Litron Laboratories, Rochester, New York, USA.
Institute of Life Sciences, Swansea University, Swansea, UK.
Environ Mol Mutagen. 2024 Jun;65(5):156-178. doi: 10.1002/em.22604. Epub 2024 May 17.
This article describes a range of high-dimensional data visualization strategies that we have explored for their ability to complement machine learning algorithm predictions derived from MultiFlow® assay results. For this exercise, we focused on seven biomarker responses resulting from the exposure of TK6 cells to each of 126 diverse chemicals over a range of concentrations. Obviously, challenges associated with visualizing seven biomarker responses were further complicated whenever there was a desire to represent the entire 126 chemical data set as opposed to results from a single chemical. Scatter plots, spider plots, parallel coordinate plots, hierarchical clustering, principal component analysis, toxicological prioritization index, multidimensional scaling, t-distributed stochastic neighbor embedding, and uniform manifold approximation and projection are each considered in turn. Our report provides a comparative analysis of these techniques. In an era where multiplexed assays and machine learning algorithms are becoming the norm, stakeholders should find some of these visualization strategies useful for efficiently and effectively interpreting their high-dimensional data.
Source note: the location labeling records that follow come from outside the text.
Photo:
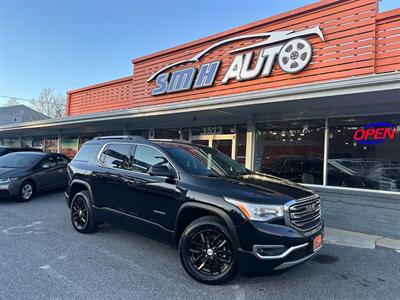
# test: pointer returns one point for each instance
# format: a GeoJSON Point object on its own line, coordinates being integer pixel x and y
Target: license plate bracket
{"type": "Point", "coordinates": [317, 242]}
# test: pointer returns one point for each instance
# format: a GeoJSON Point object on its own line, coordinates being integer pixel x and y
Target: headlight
{"type": "Point", "coordinates": [7, 180]}
{"type": "Point", "coordinates": [257, 212]}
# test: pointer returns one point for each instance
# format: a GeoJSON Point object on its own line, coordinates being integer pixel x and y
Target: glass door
{"type": "Point", "coordinates": [226, 143]}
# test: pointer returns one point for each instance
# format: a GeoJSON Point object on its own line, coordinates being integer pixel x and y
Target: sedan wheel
{"type": "Point", "coordinates": [26, 192]}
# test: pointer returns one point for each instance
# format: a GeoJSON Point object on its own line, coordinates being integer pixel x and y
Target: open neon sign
{"type": "Point", "coordinates": [375, 133]}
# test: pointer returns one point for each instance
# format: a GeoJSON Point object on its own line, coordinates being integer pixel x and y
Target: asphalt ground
{"type": "Point", "coordinates": [43, 257]}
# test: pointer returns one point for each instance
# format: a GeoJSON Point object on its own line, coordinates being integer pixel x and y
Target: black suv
{"type": "Point", "coordinates": [221, 216]}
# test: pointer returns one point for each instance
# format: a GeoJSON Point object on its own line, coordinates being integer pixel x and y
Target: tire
{"type": "Point", "coordinates": [206, 251]}
{"type": "Point", "coordinates": [82, 217]}
{"type": "Point", "coordinates": [26, 191]}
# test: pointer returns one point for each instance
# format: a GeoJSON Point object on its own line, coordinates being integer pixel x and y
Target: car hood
{"type": "Point", "coordinates": [11, 172]}
{"type": "Point", "coordinates": [258, 188]}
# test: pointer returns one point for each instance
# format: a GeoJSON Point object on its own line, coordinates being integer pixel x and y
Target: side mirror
{"type": "Point", "coordinates": [163, 171]}
{"type": "Point", "coordinates": [46, 166]}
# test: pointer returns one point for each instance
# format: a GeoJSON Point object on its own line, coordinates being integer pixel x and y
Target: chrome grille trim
{"type": "Point", "coordinates": [303, 214]}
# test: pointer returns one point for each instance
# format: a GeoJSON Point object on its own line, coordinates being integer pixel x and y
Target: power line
{"type": "Point", "coordinates": [17, 98]}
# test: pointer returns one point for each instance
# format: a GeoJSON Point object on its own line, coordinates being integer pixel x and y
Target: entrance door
{"type": "Point", "coordinates": [226, 143]}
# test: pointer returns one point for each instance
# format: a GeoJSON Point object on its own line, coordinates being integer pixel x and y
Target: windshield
{"type": "Point", "coordinates": [204, 161]}
{"type": "Point", "coordinates": [19, 160]}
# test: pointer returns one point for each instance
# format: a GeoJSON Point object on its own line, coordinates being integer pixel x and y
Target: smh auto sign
{"type": "Point", "coordinates": [290, 48]}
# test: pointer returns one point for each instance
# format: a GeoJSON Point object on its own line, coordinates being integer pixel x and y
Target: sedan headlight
{"type": "Point", "coordinates": [7, 180]}
{"type": "Point", "coordinates": [257, 212]}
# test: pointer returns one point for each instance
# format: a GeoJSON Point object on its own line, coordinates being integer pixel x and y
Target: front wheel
{"type": "Point", "coordinates": [82, 217]}
{"type": "Point", "coordinates": [206, 251]}
{"type": "Point", "coordinates": [26, 191]}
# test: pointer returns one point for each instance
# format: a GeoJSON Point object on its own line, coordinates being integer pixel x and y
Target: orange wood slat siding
{"type": "Point", "coordinates": [113, 95]}
{"type": "Point", "coordinates": [358, 41]}
{"type": "Point", "coordinates": [387, 57]}
{"type": "Point", "coordinates": [349, 28]}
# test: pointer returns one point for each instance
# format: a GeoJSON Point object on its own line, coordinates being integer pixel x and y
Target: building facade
{"type": "Point", "coordinates": [311, 95]}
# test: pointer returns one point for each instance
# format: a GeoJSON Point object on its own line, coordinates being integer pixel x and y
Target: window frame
{"type": "Point", "coordinates": [105, 147]}
{"type": "Point", "coordinates": [163, 154]}
{"type": "Point", "coordinates": [132, 153]}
本文描述了一系列高维数据可视化策略,我们探索了这些策略,以评估它们在补充机器学习算法预测方面的能力,这些预测是基于 MultiFlow® 分析结果得出的。在这项研究中,我们专注于七种生物标志物反应,这些反应是在一系列浓度下将 TK6 细胞暴露于 126 种不同化学物质的结果。显然,每当需要表示整个 126 个化学数据集而不是单个化学物质的结果时,可视化七种生物标志物反应所带来的挑战就更加复杂。散点图、蜘蛛图、平行坐标图、层次聚类、主成分分析、毒理学优先级指数、多维尺度分析、t 分布随机邻居嵌入和一致流形逼近和投影,依次对这些技术进行了考虑。我们的报告提供了对这些技术的比较分析。在一个多指标检测分析和机器学习算法变得越来越普遍的时代,利益相关者应该会发现其中一些可视化策略对于有效地解释他们的高维数据很有用。